Materials and Methods

Chemicals.

Phenobarbital, pentoxyresorfin, midazolam, paclitaxel, phosphate-buffered saline, NADPH, potassium phosphate, magnesium chloride, formic acid, and acetonitrile were purchased from Sigma (Sigma-Aldrich, St. Louis, MO). TRIzol reagent was obtained from Life Technologies (Life Technologies, Guilford, CT).

Animals.

Eight-week-old C57BL/6 mouse breeding pairs were purchased from Jackson Laboratory (Bar Harbor, ME). Mice were housed according to the animal care guidelines provided by the American Association for Animal Laboratory Sciences and were bred under standard conditions in the Laboratory Animal Resources Facility at the University of Connecticut. The use of these mice was approved by the Institutional Animal Care and Use Committee, Office of Research Compliance. A total of 160 mice from 40–42 different litters were assigned randomly to control and phenobarbital treatment groups per sex. In a study with phenobarbital treatment at different doses, C57BL/6 male and female mice on day 5 after birth (n = 5–8 mice per group) were intraperitoneally injected with different doses of phenobarbital (20, 60, 100, 140, 200, and 250 mg/kg) dissolved in saline or saline alone (control). In a study with phenobarbital treatment at different ages, C57BL/6 male and female mice (n = 5–8) were treated with a fixed dose of phenobarbital at 200 mg/kg at different ages (day 5, 10, 15, 20, and 25 after birth). In a study with phenobarbital treatment at multiple ages, male mice (n = 5–8) were injected with phenobarbital at 200 mg/kg at days 5, 15, and 25 after birth. At day 60 after birth, all mice were killed and liver tissues were harvested for measurement of mRNAs, proteins, and in vitro enzyme activities of Cyp2b, Cyp2c, and Cyp3a.

Quantitative Real-time Polymerase Chain Reaction.

Total RNAs were isolated from same sections of livers without gallbladders at day 60 after various treatments of phenobarbital using TRIzol reagent (Life Technologies) according to the manufacturer's protocol. RNA concentrations were quantified using a Nano Drop spectrophotometer (Nano Drop Technologies, Wilmington, DE) at a wavelength of 260 nm. The integrity of the total RNAs was evaluated on an Agilent 2200 Tape Station (Agilent Technologies, Santa Clara, CA). Gene expression at the mRNA level of the Cyp2b10, Cyp2c29, Cyp3a11, and Gapdh genes was determined by TaqMan assay according to the manufacturer's protocol (Life Technologies). Data were analyzed by the delta delta Ct (ΔΔCt) method for relative quantifications.
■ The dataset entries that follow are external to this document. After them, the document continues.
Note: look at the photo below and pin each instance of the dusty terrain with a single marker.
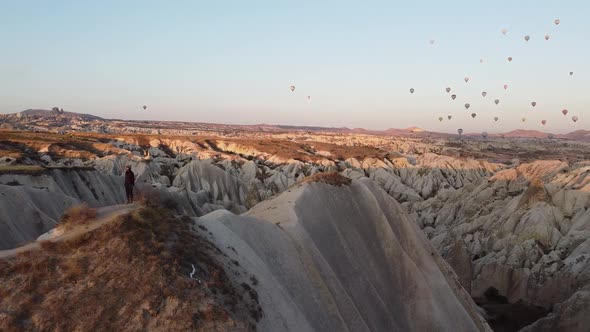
(509, 214)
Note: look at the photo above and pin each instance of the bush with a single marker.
(77, 214)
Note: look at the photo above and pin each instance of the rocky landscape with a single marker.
(510, 215)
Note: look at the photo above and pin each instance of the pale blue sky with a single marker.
(233, 61)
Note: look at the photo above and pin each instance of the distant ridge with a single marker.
(413, 131)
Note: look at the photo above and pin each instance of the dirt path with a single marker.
(103, 216)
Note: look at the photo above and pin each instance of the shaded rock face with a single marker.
(38, 208)
(571, 315)
(324, 264)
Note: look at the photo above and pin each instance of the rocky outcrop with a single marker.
(346, 257)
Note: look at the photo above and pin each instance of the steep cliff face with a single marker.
(342, 257)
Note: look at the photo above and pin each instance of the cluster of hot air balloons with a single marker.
(292, 88)
(496, 101)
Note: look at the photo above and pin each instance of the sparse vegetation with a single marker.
(77, 215)
(130, 274)
(331, 178)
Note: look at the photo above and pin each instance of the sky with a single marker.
(234, 61)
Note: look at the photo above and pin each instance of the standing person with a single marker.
(129, 183)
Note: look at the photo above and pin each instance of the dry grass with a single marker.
(331, 178)
(77, 215)
(129, 275)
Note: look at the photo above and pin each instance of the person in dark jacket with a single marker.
(129, 183)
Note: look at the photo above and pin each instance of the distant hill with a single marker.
(45, 112)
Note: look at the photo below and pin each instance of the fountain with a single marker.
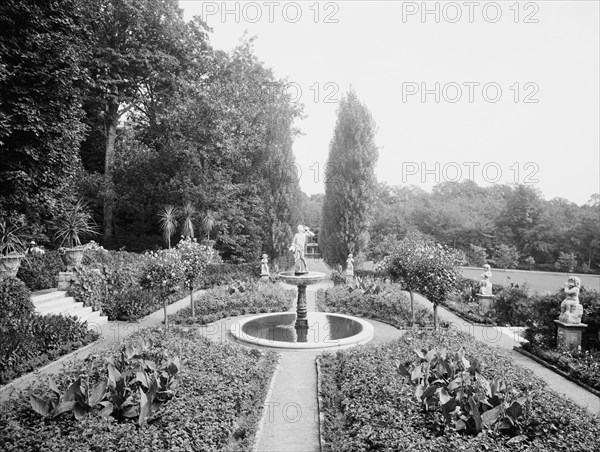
(291, 330)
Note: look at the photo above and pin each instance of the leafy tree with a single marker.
(138, 52)
(42, 46)
(477, 255)
(506, 256)
(425, 267)
(349, 182)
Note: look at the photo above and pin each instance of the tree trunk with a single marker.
(192, 302)
(165, 309)
(109, 163)
(412, 308)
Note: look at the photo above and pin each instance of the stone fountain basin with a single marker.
(325, 330)
(306, 279)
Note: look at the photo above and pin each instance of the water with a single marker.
(322, 329)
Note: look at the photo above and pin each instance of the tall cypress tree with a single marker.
(349, 182)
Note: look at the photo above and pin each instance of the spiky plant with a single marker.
(73, 223)
(208, 222)
(187, 213)
(168, 222)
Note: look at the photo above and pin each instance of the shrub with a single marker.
(40, 271)
(36, 340)
(238, 298)
(368, 404)
(216, 405)
(15, 300)
(216, 274)
(391, 305)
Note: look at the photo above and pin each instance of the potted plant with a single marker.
(11, 248)
(70, 226)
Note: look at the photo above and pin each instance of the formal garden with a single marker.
(150, 180)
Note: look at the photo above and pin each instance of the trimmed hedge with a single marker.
(216, 405)
(392, 305)
(29, 340)
(237, 299)
(368, 405)
(225, 273)
(40, 271)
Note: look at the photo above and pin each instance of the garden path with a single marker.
(502, 339)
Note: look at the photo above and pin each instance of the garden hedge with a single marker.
(216, 405)
(392, 305)
(369, 405)
(237, 299)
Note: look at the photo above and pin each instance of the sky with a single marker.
(495, 92)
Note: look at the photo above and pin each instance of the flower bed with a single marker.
(392, 305)
(583, 366)
(236, 299)
(368, 404)
(28, 340)
(216, 404)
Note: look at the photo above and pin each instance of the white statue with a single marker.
(350, 265)
(485, 285)
(297, 247)
(571, 310)
(264, 265)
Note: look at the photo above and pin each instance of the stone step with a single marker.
(54, 304)
(48, 296)
(58, 302)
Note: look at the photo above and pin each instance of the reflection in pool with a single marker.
(321, 329)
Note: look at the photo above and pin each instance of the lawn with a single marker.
(537, 281)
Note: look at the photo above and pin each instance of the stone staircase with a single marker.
(57, 302)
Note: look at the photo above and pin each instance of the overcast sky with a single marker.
(498, 92)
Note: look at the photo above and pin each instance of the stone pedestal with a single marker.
(486, 303)
(569, 334)
(65, 279)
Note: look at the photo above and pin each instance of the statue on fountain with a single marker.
(297, 246)
(571, 310)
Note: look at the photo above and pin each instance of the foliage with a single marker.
(217, 274)
(506, 256)
(72, 224)
(195, 258)
(167, 216)
(163, 272)
(581, 365)
(368, 404)
(33, 341)
(187, 215)
(390, 305)
(236, 299)
(42, 79)
(11, 237)
(216, 404)
(349, 182)
(454, 393)
(15, 300)
(139, 371)
(477, 255)
(40, 271)
(464, 215)
(422, 266)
The values for all P450s genes were analyzed against Gapdh values.

Western Blot Analysis.

Expression of Cyp2b10 and Cyp3a11 at the protein level in three random selected male mouse livers was determined by Western blot. Total cellular proteins were isolated from the same sections of the mouse liver tissues based on the manufacture protocol (Life Technologies). Protein concentration was determined by a Qubit Protein Assay Kit (Life Technologies). The extracted proteins (40 μg/ml) were separated on a 12% SDS-PAGE gel using the Bio-Rad electrophoresis system and electro-blotted onto a PVDF membrane by the Bio-Rad transfer system (Bio-Rad, Hercules, CA). The membranes were blocked with 5% nonfat milk at room temperature for 1 hour followed by incubation with a primary antibody against Cyp3a11 (1:1000) or Cyp2b10 (1:1500) (Millipore Corporation, Bedford, MA). Gapdh antibody (Sigma-Aldrich) was used as a loading control for normalization (1:3000). Immunoreactive bands were detected by chemiluminescence using corresponding horseradish peroxidase-conjugated secondary antibodies (1:3000) (Sigma-Aldrich). The Western blot signals were quantified using Image J software (http://imagej.nih.gov/ij/index.html).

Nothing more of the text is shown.